Yazar, kendi toplumunun saygı, sevgi, takdiri yetmemiş, yabancıların sırtını sıvazlaması için millî değerleri ayaklar altına almış, Nobel’e uzanmaya çalışıyor.
Esnaf, “günaydın” diyeni kazıklamanın yolunda.
Memur, mesai saatinden bir üç dakika kaytarabilmenin hesabını yapıyor.
Amir, makamında eşine-dostuna kahve-çay ikram ederken kasılabilmenin mutluluğunu yaşıyor.
Polis, CMUK ‘un çıkmazına girmiş, suçlunun avukatının olup, kendisinin adeta suçluymuş gibi el-pençe divan duruşunun onursuzluğunu hazmetmeye çalışıyor.
Doktor, altı ay önce apandisit ameliyatı yaptığı hastasına “apandisitiniz iltihaplanmış, alınması gerek” saçmalığını nasıl yaptığını arkadaşlarına anlatırken kahkahadan yukarıdaki kristal avize sallanıyor.
Erfelekli Osman bakkala çorapsız gittiği gerekçesiyle kızını kızılcık dalıyla döverken, dün Sinop’a inmiş Hacer, kızının eteğini beş parmak daha yukarı çıkarmasının daha uygun olacağını söylüyor.
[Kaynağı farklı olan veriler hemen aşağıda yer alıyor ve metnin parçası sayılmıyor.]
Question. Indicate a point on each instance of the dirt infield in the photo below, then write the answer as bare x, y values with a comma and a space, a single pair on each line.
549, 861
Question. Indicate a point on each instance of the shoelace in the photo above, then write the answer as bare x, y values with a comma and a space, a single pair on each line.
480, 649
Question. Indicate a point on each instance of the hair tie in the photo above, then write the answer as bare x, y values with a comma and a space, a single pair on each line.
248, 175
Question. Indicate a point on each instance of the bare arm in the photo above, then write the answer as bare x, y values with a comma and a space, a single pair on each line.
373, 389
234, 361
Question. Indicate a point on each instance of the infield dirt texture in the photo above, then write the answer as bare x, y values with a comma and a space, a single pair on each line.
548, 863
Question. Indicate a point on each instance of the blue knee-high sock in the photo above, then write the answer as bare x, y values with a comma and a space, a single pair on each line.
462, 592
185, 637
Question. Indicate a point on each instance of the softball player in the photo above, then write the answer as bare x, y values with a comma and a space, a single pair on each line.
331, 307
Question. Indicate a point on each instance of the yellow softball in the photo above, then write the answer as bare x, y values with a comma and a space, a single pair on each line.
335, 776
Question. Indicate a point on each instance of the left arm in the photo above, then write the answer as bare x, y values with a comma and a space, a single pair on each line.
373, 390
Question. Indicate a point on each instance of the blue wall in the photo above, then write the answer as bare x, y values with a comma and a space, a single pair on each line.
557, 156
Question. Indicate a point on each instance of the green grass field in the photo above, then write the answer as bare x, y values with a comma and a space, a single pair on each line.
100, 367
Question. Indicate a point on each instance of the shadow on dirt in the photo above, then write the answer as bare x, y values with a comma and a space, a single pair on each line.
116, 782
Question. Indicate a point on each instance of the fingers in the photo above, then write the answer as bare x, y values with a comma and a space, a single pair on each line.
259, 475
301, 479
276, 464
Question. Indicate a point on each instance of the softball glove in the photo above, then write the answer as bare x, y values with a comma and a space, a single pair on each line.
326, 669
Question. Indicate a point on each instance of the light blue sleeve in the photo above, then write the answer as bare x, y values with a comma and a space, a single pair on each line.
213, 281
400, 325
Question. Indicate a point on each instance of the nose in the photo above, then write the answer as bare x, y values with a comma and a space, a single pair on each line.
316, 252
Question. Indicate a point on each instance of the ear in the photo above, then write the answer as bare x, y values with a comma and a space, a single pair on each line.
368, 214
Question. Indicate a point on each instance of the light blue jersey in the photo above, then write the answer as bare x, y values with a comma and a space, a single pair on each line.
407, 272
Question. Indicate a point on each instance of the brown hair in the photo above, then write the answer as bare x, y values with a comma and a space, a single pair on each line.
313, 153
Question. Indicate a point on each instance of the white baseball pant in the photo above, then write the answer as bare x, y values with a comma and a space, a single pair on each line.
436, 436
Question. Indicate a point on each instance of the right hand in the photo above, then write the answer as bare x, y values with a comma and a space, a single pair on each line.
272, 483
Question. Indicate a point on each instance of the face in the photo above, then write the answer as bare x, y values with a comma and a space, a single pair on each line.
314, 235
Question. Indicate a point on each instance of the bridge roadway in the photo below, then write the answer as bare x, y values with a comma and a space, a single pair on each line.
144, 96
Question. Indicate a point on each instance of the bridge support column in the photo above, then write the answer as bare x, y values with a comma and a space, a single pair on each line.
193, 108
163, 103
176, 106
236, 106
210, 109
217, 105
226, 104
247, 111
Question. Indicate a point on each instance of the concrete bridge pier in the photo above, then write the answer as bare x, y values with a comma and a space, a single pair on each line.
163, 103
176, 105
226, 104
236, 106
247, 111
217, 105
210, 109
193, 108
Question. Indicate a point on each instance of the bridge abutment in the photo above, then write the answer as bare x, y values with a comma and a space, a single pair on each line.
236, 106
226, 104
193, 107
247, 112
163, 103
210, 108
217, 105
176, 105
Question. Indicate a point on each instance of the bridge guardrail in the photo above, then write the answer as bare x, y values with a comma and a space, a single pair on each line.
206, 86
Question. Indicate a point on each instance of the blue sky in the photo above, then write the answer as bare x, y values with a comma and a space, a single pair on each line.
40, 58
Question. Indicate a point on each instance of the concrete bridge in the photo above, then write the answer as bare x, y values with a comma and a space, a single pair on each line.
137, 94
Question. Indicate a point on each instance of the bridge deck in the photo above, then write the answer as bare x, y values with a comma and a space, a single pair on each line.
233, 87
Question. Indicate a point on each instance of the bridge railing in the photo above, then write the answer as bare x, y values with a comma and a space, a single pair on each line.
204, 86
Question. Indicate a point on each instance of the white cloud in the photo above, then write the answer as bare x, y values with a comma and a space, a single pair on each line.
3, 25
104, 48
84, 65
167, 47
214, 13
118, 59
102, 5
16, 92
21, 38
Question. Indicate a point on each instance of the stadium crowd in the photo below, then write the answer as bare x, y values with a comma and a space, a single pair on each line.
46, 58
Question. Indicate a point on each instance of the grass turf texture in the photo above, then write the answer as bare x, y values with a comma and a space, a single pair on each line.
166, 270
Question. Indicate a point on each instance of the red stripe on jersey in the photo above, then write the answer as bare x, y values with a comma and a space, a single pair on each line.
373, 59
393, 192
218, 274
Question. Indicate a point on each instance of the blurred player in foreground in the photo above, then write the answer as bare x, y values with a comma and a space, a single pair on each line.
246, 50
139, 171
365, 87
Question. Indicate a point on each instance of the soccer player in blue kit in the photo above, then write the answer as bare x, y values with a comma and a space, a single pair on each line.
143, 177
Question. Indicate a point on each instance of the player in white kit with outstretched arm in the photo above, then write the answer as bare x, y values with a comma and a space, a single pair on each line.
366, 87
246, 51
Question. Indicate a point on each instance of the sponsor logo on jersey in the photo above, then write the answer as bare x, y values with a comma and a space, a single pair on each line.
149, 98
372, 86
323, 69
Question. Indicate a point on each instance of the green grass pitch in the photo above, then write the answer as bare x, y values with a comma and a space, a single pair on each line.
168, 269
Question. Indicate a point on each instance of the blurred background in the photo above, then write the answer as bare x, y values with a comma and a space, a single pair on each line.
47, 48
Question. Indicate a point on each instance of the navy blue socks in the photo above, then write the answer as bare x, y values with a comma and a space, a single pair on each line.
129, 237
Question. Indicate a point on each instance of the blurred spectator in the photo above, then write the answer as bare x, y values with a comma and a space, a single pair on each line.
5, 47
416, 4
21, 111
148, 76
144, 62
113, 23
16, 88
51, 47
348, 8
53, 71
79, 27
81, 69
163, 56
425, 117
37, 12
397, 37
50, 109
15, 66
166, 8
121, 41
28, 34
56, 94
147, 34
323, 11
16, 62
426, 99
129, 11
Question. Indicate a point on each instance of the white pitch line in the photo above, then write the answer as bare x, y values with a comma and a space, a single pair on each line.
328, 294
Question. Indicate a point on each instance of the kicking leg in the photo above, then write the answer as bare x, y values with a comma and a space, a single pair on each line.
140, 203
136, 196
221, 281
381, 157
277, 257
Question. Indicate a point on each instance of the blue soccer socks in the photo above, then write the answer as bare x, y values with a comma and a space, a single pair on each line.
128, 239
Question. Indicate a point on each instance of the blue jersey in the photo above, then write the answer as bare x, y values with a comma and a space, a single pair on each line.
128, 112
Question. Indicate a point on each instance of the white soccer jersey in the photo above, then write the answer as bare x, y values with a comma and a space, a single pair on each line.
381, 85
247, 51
Büyük işadamı JB marka viskiden başka içmezken, yine büyük ses sanatçımız ADİDAS tan başka spor giysi giymeyi aşağılık sayıyor.
Hırsızlık, gasp, tecavüz,
Eskiden bir tek politikacı kuyuya taş atar, diğerleri o taşı cıkarmaya çalışırlardı ; şimdi hepsi atıyor, millet çıkarmaya çalışıyor.
Özel hastanelerde protokolün ne olduğunu kendisi de bilmeyen kişiler doktorculuk oyunu oynuyor.
Yuvalar bir NATAŞA için hallaç pamuğu görünümünde.
Çevre kirliliği için yapılan çalışmaların tümü göstermelik.
Yapılan evlilikler, kurulan arkadaşlıklar sahte.
Irak konusunda samimiyetsiz samimiyetler ortada.
Caddeler İngiliz caddesi, lokantalar İtalyan lokantası.
Basın, gayri ciddi.
Cinsellik havaya, suya, toprağa yamanmış.
Balon, balon, balon...
Ne yazık ki bunlar bizim toplumumuzda KOKUŞMUŞLUK bile değil...
Bu durumda aptal olabilmek için, aptal kutusu syretmek en güzeli. Belki bir gün olumsuzluları görmemeyi, düşünmemeyi öğrenir, mutlu oluruz...
Size ne söyleyeyim mürekkek yalamadığınız halde bu toplumun size mürekkep yalamış gibi takdirle baktığı aydınlarımız;
Eksikleri size havale ediyorum; siz yazın aşağıya. Ama sizler de tembelsiniz; değil yazmak, yazıyı bile okumaktan yarısında vazgeçtiniz.